With all the changes in technology and consumer behaviors and expectations in the post-pandemic world, Maurici-Arnone stressed the heightened importance of corporate agility. "Disruption now is relentless," Maurici-Arnone noted. "We've had recessions before. We've had headwinds from the geopolitical perspective before. It's now all happening at warp speed. But we don't allow it to distract us from our goals." 

Even with all the new digital tools, Maurici-Arnone and Combe continue to stress the human element as the primary focus, customer service in particular. She and her colleagues regularly read correspondence about how much their products mean to its customers.

 "You have to have the human relationship with humans," she noted. "You can automate some aspects, chat and things like that. But when you're in a very sensitive part of your life, you need support. It's part of the loyalty. You've got customer service, you got your online challenge, you've got communities that have formed around these very discreet personal care concerns that support one another, and we amplify that. Embracing that aspect of creating communities, that's an extension of this ‘Everywhere Commerce’ idea."
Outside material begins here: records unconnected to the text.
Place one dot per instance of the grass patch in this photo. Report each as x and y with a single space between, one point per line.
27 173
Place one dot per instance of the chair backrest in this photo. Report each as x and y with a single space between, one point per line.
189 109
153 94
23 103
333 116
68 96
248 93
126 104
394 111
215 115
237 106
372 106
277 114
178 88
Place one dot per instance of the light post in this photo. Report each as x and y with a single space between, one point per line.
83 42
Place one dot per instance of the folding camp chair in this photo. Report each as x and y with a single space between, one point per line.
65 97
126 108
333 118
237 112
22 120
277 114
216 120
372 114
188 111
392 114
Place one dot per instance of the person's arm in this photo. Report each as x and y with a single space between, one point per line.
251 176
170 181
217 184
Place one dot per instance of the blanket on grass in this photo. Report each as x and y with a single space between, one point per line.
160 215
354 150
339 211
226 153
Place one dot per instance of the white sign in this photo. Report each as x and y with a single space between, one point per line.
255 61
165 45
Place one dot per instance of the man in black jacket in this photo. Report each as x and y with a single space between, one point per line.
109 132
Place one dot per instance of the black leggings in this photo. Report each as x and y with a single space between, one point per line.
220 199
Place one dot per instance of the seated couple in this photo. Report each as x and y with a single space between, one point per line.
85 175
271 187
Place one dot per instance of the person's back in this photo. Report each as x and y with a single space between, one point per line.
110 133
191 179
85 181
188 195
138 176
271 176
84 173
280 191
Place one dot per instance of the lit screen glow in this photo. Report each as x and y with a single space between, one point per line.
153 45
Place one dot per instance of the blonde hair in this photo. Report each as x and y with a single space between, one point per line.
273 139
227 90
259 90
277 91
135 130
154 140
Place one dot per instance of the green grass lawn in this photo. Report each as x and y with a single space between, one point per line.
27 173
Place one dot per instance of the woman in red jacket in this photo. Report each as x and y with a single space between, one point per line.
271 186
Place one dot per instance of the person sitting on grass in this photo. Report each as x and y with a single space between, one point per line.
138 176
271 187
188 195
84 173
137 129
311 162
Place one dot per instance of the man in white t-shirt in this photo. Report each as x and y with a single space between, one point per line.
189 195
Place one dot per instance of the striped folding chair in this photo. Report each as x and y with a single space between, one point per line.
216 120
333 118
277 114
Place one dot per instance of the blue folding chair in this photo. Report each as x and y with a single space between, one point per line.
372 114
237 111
It's the marriage of old-fashioned human contact with the right application of new technologies such as artificial intelligence at the metaverse to expand the immersive experience that intrigues Maurici-Arnone. 

"The metaverse lends itself really well to the types of personal care experiences that we've been talking about today, because people want to be somewhat anonymous and maybe play with different personas when they're extra busy with their grooming," Maurici-Arnone explained. "We just have to determine what's the right timing and different product launches and campaigns that we might want to go into. It's definitely part of this idea that you have to be constantly where they're at."